Faiths like Buddhism and Hinduism that began in warmer climes view the
cosmos differently. Inhabitants of the lush tropics with their different
hues of life forms instead of the stark, dichotomous contrasts of the
desert developed a belief in multiple deities and in reincarnations. The
dead tree in the forest is not really dead, but gives rise to multiple
life forms – fungi, ants, and worms. The variety of colors and sounds of
the jungle make absolute silence impossible. This richness in the
environment is reflected in their belief in the different deities – thus
a god for this, and another for that.

Similarly there is a close relationship between known biological traits
and geography. For example, the sickle gene trait common among African
Blacks confers certain survival value in the tropics. With it the human
hemoglobin takes a particular form that makes it resistant to malarial
infection. Also, the dark skin of tropical people protects against the
cancer-inducing ultraviolet rays of the sun. Melanoma, a deadly skin
cancer, is predominantly the disease of fair-skinned individuals.

If biology affects such physical attributes as forms of hemoglobin and
skin color, it does not take a huge leap of imagination to extend it to
other human qualities, including intelligence and the propensity to
progress. Geography thus operates through the process of natural
selection, by enhancing the survivability of those with particular
favorable traits and gradually eliminating those less fortunately
endowed.

The difficulty with using biology and geography to explain the progress of
human development is their limited utility. Members of a society are
either lucky to possess the inherent "good" biological attributes, or
lacking that, they would be trapped and doomed. Likewise with geography;
a country is either blessed with a balmy climate, endowed with rich
resources, and located in a desirable strategic area, or be cursed with a
barren desert, devoid of precious minerals, and located at land's end.
Nothing can change those fundamental facts.

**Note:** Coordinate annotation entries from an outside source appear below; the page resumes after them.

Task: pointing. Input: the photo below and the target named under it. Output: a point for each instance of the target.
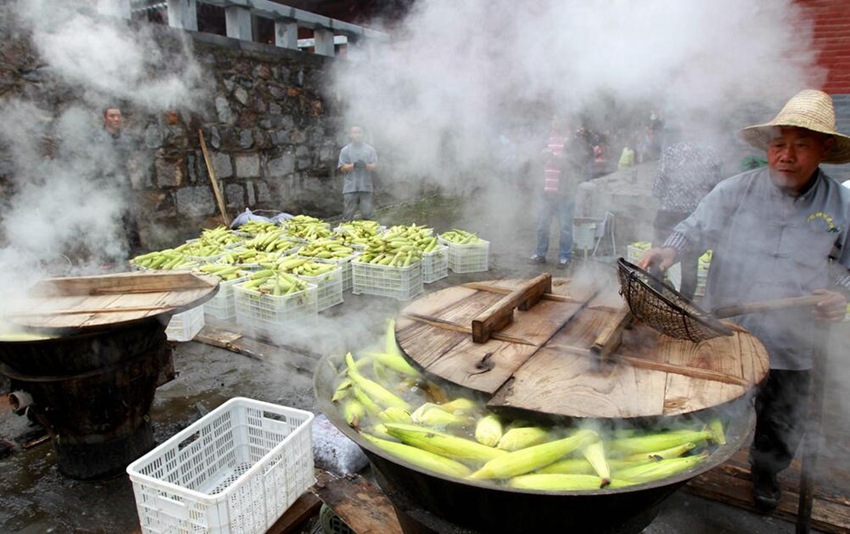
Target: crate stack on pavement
(280, 276)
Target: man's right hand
(663, 258)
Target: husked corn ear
(442, 443)
(433, 415)
(394, 414)
(421, 458)
(657, 442)
(460, 404)
(717, 434)
(488, 430)
(580, 466)
(520, 438)
(533, 458)
(376, 391)
(660, 469)
(353, 411)
(594, 453)
(557, 482)
(672, 452)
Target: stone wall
(272, 130)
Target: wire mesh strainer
(665, 309)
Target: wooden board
(95, 301)
(542, 361)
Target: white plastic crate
(185, 326)
(472, 258)
(222, 307)
(236, 470)
(402, 283)
(345, 263)
(328, 288)
(270, 315)
(435, 264)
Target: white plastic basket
(236, 470)
(269, 315)
(328, 288)
(472, 258)
(222, 307)
(402, 283)
(435, 264)
(185, 326)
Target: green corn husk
(442, 443)
(594, 453)
(657, 442)
(533, 458)
(672, 452)
(376, 391)
(421, 458)
(521, 438)
(433, 415)
(580, 466)
(717, 434)
(558, 482)
(488, 430)
(354, 412)
(394, 415)
(658, 470)
(460, 404)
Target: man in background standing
(687, 173)
(357, 161)
(562, 172)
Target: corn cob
(657, 442)
(372, 388)
(660, 469)
(520, 438)
(488, 431)
(533, 458)
(442, 443)
(421, 458)
(558, 482)
(594, 453)
(672, 452)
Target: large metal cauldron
(92, 392)
(430, 502)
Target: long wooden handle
(213, 179)
(501, 313)
(769, 305)
(611, 336)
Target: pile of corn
(357, 232)
(382, 396)
(460, 237)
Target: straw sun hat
(808, 109)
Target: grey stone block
(197, 201)
(279, 167)
(247, 165)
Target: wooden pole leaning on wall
(213, 180)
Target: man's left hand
(832, 308)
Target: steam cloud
(458, 73)
(60, 204)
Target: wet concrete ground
(37, 499)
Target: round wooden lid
(542, 362)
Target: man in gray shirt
(778, 231)
(357, 161)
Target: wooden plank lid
(544, 357)
(82, 303)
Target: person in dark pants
(357, 161)
(562, 172)
(687, 172)
(777, 232)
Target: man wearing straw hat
(777, 231)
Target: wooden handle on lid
(501, 313)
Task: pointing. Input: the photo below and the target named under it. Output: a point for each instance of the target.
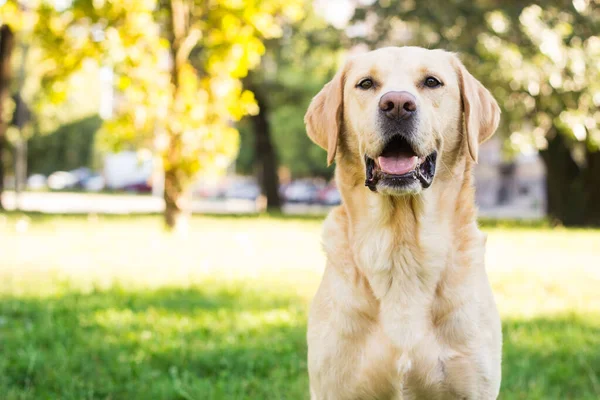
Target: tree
(9, 18)
(295, 65)
(540, 60)
(294, 68)
(178, 66)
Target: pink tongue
(397, 164)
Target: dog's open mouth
(398, 167)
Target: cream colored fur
(405, 309)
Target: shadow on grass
(221, 342)
(231, 342)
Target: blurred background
(120, 118)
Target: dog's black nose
(398, 105)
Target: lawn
(112, 308)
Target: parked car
(36, 182)
(81, 176)
(94, 183)
(242, 189)
(61, 180)
(302, 191)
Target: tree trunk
(265, 157)
(174, 216)
(173, 193)
(565, 184)
(592, 188)
(7, 40)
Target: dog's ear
(481, 111)
(325, 115)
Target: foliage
(218, 324)
(69, 147)
(293, 69)
(223, 40)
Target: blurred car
(81, 176)
(36, 182)
(301, 191)
(244, 189)
(329, 196)
(61, 180)
(138, 187)
(94, 183)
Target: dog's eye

Granted, air conditioning has turned the hot humid American Southeast into
"sun belts" and central heating makes living in Canada more bearable, but
beyond those simple adjustments there is nothing much that can be done to
alter the environment. That being the case, there is not much sense in
studying such factors, as we cannot alter them; it would be purely
academic. Human societies would then be at the mercy of their biological
and geographical attributes – a form of predeterminism no less crippling
than the more familiar religious one.